Slide 15: Modeling Results ‐ Time at Maximum Queue Length

[This slide contains two matrices: (1) a confusion matrix titled “Logistic Regression” and (2) a confusion matrix titled “Random Forest.”]

Slide 16: Modeling Results ‐ Time at Maximum Queue Length

Feature importance (permutation importance)

Variable Name Description
Near Dist FT distance to the nearest ramp
AADT AADT for location (Ramp AADT)
ThroughLa number of lanes
Time of day a.m. peak (06:00–10:00),
daytime (10:00–16:00),
p.m. peak (16:00–20:00),
night (20:00–06:00)
Weekday weekdays, weekend
Crash type Crash type

[This slide contains a bar graph titled “Visualizing Import Features” with the y‐axis labeled “Features” and the x‐axis labeled “Feature Importance Score.” The six features in the table are highlighted in the bar graph and have the highest feature importance score.]

Slide 17: Modeling Results ‐ Volume (Speed drop × Segment length × Time window)

[This slide contains two matrices: (1) a confusion matrix titled “Logistic Regression” and (2) a confusion matrix titled “Random Forest.”]

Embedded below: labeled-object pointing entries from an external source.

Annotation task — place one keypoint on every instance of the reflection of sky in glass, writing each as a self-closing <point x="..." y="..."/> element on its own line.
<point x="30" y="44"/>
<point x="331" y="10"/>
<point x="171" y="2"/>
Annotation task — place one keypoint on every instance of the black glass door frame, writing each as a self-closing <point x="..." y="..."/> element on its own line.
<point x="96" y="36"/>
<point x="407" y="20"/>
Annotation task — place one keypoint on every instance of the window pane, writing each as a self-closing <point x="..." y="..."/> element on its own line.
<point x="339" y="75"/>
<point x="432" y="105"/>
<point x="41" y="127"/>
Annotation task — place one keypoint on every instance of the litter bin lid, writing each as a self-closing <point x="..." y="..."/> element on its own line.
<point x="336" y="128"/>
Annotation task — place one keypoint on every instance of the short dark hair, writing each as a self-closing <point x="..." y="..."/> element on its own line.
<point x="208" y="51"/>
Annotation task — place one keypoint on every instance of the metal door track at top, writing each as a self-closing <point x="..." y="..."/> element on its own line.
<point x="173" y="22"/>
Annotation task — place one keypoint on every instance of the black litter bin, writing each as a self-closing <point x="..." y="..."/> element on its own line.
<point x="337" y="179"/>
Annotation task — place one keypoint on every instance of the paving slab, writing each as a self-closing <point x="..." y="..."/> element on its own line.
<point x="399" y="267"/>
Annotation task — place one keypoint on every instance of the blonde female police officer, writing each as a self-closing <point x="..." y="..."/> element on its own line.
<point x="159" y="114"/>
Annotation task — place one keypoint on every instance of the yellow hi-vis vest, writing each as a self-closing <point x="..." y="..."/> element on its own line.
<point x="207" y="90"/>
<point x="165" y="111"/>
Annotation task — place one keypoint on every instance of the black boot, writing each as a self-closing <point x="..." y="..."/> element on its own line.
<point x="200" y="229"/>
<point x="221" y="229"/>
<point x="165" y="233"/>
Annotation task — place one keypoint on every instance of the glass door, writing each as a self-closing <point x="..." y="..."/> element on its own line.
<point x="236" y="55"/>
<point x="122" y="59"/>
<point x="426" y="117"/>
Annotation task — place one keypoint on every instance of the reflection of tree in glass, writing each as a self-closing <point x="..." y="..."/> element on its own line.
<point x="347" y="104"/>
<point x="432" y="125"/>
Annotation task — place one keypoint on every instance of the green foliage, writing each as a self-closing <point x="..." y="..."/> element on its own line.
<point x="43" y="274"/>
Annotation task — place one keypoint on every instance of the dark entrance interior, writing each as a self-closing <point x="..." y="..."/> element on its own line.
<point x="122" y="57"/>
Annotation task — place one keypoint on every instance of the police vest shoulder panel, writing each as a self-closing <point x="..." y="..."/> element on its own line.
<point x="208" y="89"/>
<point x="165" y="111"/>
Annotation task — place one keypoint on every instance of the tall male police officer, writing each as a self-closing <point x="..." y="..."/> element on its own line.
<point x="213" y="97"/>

Slide 18: Modeling Results ‐ Volume

Feature importance (permutation importance)

Variable Name Description
Near Dist FT distance to the nearest ramp
AADT AADT for location (Ramp AADT)
ThroughLa number of lanes
Time of day a.m. peak (06:00–10:00),
daytime (10:00–16:00),
p.m. peak (16:00–20:00),
night (20:00–06:00)
Weekday weekdays, weekend
Urban Rural/Urban

[This slide contains a bar graph titled “Visualizing Import Features” with the y‐axis labeled “Features” and the x‐axis labeled “Feature Importance Score.” The six features in the table are highlighted in the bar graph and have the highest feature importance score.]